Background information
- Birth name: Chris Knight
- Born: June 24, 1960 (age 65) St. Louis, Missouri, U.S.
- Genres: Rock Folk rock Country rock Americana
- Occupation: Singer-songwriter
- Years active: 1998–present
- Labels: Decca Dualtone Drifter's Church Productions
- Website: www.chrisknight.net

= Chris Knight (singer) =

American singer-songwriter

Chris Knight (born June 24, 1960) is an American singer-songwriter from Slaughters, Kentucky. In addition to releasing solo records of his own material, Knight has had a successful career writing songs that have been recorded by Confederate Railroad, John Anderson, and Randy Travis among others.

==Biography==

===Early life===
Knight was born in St. Louis, Missouri, and grew up in Slaughters, Kentucky. His extended family lives in the same area of Kentucky. Knight has three brothers and a sister. His father was a pipe liner.
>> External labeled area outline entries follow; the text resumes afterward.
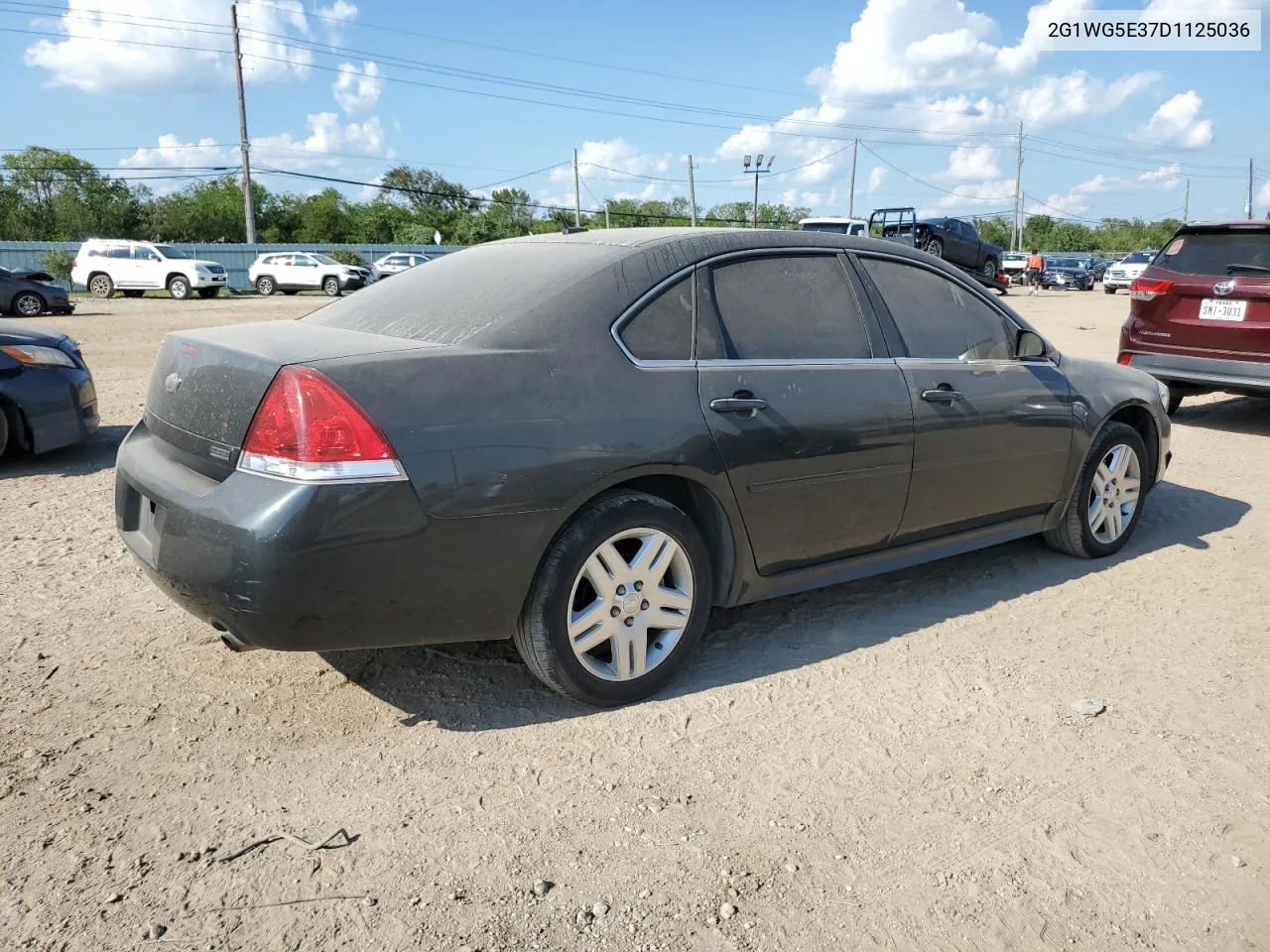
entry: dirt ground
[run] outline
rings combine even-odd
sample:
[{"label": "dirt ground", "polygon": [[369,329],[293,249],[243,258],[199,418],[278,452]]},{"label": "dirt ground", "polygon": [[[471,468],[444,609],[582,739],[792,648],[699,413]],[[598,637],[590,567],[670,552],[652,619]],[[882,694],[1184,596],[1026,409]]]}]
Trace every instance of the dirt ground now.
[{"label": "dirt ground", "polygon": [[[1129,303],[1010,300],[1105,359]],[[1022,541],[718,612],[668,693],[596,712],[509,644],[230,654],[122,548],[164,331],[324,303],[44,321],[103,430],[0,467],[0,946],[1270,946],[1270,401],[1187,402],[1110,561]]]}]

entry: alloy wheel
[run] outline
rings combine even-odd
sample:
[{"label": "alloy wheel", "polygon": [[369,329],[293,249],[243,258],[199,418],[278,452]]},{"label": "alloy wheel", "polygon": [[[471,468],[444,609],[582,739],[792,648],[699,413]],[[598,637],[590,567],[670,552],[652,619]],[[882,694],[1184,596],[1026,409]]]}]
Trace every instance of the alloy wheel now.
[{"label": "alloy wheel", "polygon": [[573,654],[605,680],[640,678],[664,661],[692,616],[692,566],[662,529],[624,529],[583,564],[569,594]]},{"label": "alloy wheel", "polygon": [[1093,538],[1104,545],[1120,538],[1137,515],[1140,493],[1142,463],[1138,454],[1133,447],[1118,443],[1093,471],[1088,499],[1088,526]]},{"label": "alloy wheel", "polygon": [[34,294],[20,294],[14,302],[14,310],[23,317],[38,317],[44,310],[44,303]]}]

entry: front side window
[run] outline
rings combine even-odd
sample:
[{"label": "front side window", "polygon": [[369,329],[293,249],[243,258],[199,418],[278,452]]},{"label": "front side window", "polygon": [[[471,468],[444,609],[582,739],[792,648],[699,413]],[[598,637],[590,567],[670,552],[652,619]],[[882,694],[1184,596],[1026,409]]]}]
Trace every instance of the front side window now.
[{"label": "front side window", "polygon": [[692,275],[649,301],[621,330],[622,343],[640,360],[692,357]]},{"label": "front side window", "polygon": [[999,311],[942,274],[913,264],[861,258],[909,357],[935,360],[1007,360],[1012,326]]},{"label": "front side window", "polygon": [[872,348],[837,255],[752,258],[711,269],[728,355],[869,359]]}]

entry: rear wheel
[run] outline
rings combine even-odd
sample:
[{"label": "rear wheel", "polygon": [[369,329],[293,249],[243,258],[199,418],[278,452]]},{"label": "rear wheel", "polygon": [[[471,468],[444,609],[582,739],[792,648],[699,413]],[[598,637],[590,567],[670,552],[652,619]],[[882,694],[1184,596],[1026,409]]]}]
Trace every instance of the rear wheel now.
[{"label": "rear wheel", "polygon": [[94,274],[88,279],[88,289],[93,297],[109,297],[114,293],[114,279],[109,274]]},{"label": "rear wheel", "polygon": [[711,602],[710,557],[692,520],[664,499],[616,490],[551,543],[513,638],[547,687],[615,707],[674,677]]},{"label": "rear wheel", "polygon": [[23,291],[14,296],[10,307],[19,317],[38,317],[44,312],[44,300],[34,291]]},{"label": "rear wheel", "polygon": [[1151,487],[1147,444],[1133,426],[1109,423],[1090,448],[1063,520],[1045,533],[1059,552],[1101,559],[1119,552],[1138,528]]}]

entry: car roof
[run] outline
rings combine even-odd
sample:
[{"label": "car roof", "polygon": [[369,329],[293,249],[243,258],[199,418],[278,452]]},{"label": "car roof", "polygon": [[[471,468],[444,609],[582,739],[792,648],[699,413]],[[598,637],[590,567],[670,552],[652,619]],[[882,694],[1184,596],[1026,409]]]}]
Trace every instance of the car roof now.
[{"label": "car roof", "polygon": [[601,228],[474,245],[302,320],[433,344],[572,347],[579,329],[607,331],[645,293],[704,260],[799,249],[880,251],[974,287],[951,265],[881,239],[775,228]]}]

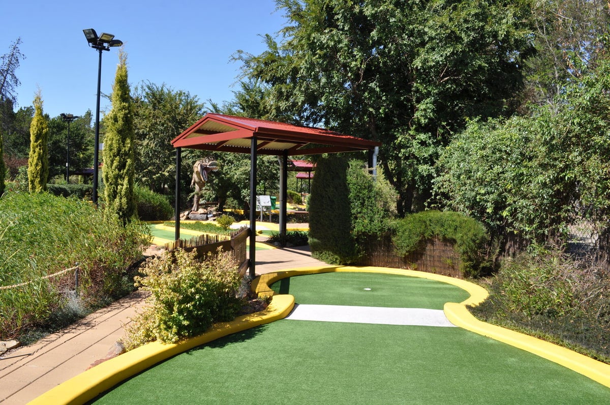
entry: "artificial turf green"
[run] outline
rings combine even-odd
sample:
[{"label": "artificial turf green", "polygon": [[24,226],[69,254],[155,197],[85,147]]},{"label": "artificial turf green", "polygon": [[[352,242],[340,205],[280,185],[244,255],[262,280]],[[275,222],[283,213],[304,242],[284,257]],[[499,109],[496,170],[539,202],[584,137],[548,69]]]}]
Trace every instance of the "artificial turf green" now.
[{"label": "artificial turf green", "polygon": [[[333,272],[284,279],[271,288],[298,304],[442,309],[470,294],[454,285],[393,274]],[[365,288],[370,288],[366,290]]]},{"label": "artificial turf green", "polygon": [[605,404],[610,389],[459,328],[284,319],[162,363],[100,404]]}]

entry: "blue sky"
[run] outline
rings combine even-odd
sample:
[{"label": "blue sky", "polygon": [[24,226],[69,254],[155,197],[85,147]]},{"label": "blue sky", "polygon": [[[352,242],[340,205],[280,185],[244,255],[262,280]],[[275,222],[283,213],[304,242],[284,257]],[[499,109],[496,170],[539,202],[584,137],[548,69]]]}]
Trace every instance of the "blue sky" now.
[{"label": "blue sky", "polygon": [[[40,88],[51,117],[95,112],[98,53],[88,47],[84,29],[123,42],[132,87],[143,81],[165,83],[221,104],[238,90],[232,85],[240,66],[231,56],[237,49],[260,53],[259,35],[275,35],[285,21],[274,0],[2,2],[0,55],[20,37],[26,56],[16,72],[18,107],[31,105]],[[117,51],[102,56],[102,94],[112,91]],[[107,100],[101,103],[102,111],[109,108]]]}]

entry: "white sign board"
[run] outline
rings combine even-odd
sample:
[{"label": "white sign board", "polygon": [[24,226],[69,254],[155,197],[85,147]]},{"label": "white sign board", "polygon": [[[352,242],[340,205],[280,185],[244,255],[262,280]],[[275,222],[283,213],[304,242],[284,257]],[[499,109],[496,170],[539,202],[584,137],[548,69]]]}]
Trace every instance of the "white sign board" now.
[{"label": "white sign board", "polygon": [[256,196],[257,210],[260,210],[261,206],[271,206],[270,195],[257,195]]}]

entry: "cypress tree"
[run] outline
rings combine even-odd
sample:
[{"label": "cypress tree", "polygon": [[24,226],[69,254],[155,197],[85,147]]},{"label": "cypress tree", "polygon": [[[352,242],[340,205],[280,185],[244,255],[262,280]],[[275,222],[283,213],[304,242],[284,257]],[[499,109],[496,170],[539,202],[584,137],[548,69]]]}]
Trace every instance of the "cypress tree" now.
[{"label": "cypress tree", "polygon": [[49,178],[49,123],[43,115],[42,97],[34,98],[34,116],[30,124],[30,155],[27,183],[30,192],[46,191]]},{"label": "cypress tree", "polygon": [[348,162],[329,155],[316,163],[309,199],[311,255],[334,265],[357,258],[351,233],[351,210],[347,182]]},{"label": "cypress tree", "polygon": [[134,191],[134,108],[127,81],[127,55],[121,49],[106,116],[102,177],[106,209],[126,224],[137,213]]},{"label": "cypress tree", "polygon": [[2,128],[0,128],[0,197],[4,193],[4,180],[6,166],[4,165],[4,145],[2,142]]}]

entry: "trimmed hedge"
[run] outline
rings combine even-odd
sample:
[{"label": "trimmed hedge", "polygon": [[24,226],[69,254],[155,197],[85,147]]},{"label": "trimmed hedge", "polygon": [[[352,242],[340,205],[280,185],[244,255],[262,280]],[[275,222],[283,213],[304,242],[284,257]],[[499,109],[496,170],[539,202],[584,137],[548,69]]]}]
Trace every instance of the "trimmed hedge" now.
[{"label": "trimmed hedge", "polygon": [[165,195],[138,185],[134,191],[140,221],[165,221],[173,216],[174,209]]},{"label": "trimmed hedge", "polygon": [[347,183],[348,162],[331,155],[317,163],[309,200],[311,255],[334,265],[357,258],[351,234],[351,210]]},{"label": "trimmed hedge", "polygon": [[396,221],[396,227],[393,241],[399,255],[423,249],[428,239],[436,236],[455,244],[465,276],[481,275],[490,266],[485,254],[489,241],[485,227],[462,214],[425,211]]}]

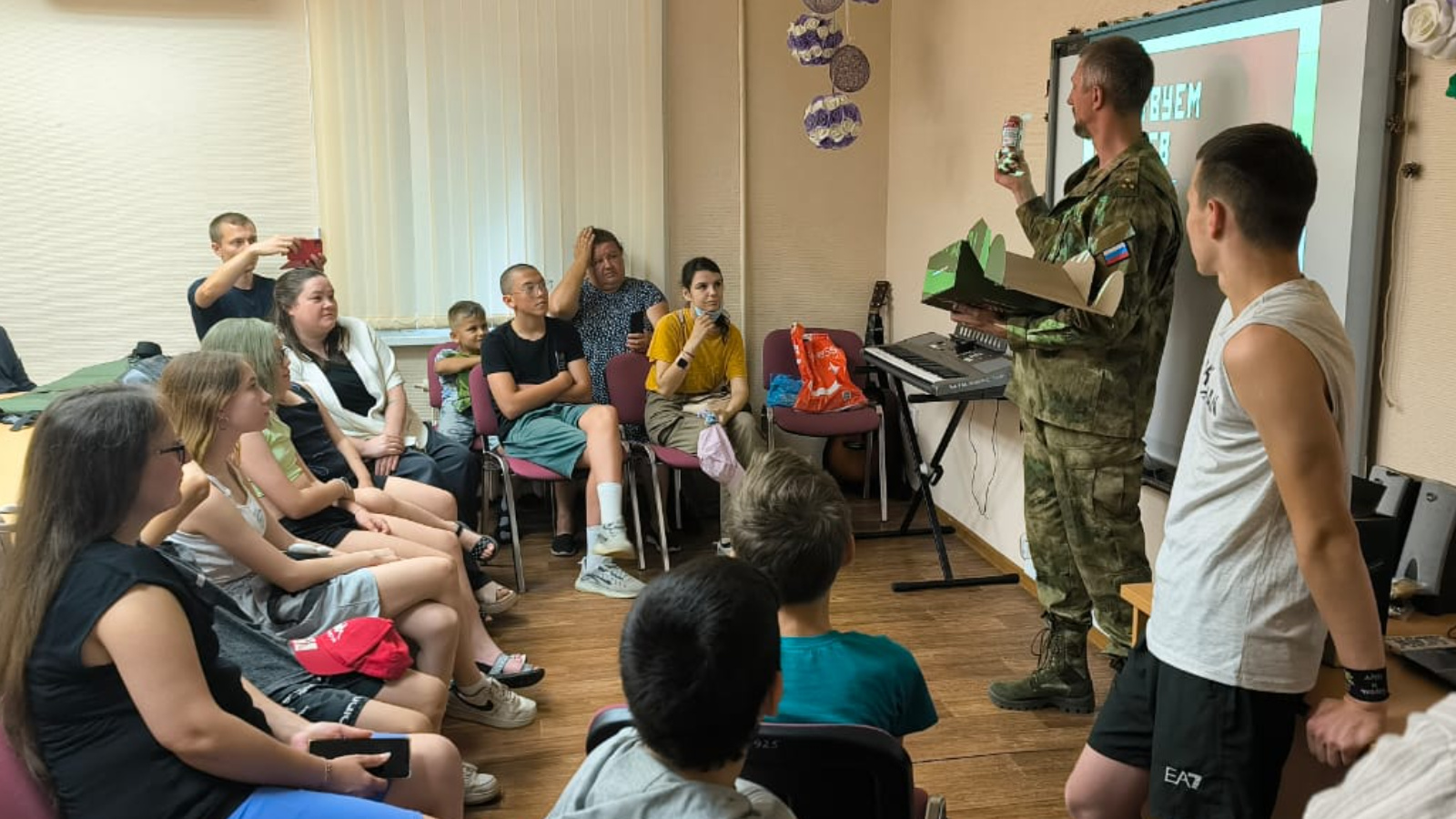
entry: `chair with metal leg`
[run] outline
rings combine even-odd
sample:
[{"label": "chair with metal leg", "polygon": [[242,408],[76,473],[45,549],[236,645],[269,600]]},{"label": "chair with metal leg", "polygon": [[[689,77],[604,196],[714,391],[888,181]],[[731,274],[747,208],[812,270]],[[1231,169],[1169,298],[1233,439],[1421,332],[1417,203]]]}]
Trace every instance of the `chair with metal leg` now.
[{"label": "chair with metal leg", "polygon": [[[865,345],[858,335],[847,329],[810,328],[805,334],[828,334],[836,347],[844,351],[844,361],[849,364],[850,379],[855,386],[865,388]],[[799,376],[799,366],[794,357],[794,337],[788,329],[775,329],[763,340],[763,388],[776,375]],[[872,459],[879,453],[879,520],[890,519],[890,485],[885,474],[885,412],[878,404],[844,410],[840,412],[799,412],[792,407],[767,407],[769,415],[769,447],[773,447],[773,430],[807,437],[830,439],[834,436],[866,436],[872,434],[871,446],[865,450],[865,497],[869,497],[869,474],[874,472]]]}]

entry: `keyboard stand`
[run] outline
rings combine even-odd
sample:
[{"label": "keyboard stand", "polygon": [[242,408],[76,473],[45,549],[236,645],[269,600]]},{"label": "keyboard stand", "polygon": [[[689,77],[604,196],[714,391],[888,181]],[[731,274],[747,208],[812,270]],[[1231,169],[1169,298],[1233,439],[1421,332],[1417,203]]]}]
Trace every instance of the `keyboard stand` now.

When he was three years old, he asked for a plastic guitar for Christmas. At 15, he became serious and began teaching himself John Prine songs on his older brother's guitar. In an interview, Knight commented "At one point I could play probably 35–40 John Prine songs."

Knight earned a degree in agriculture from Western Kentucky University. He worked for ten years as a mine reclamation inspector and as a miner's consultant for the Kentucky Department of Surface Mining.

==Music career==
Knight started composing when he was 26, but didn't start performing until he was 30. He got his first record deal when he was 37.

===Nashville===
In 1986, he heard Steve Earle on the radio and decided to start writing songs. After six years he came to Nashville and won a spot on a songwriters' night at the Bluebird Cafe.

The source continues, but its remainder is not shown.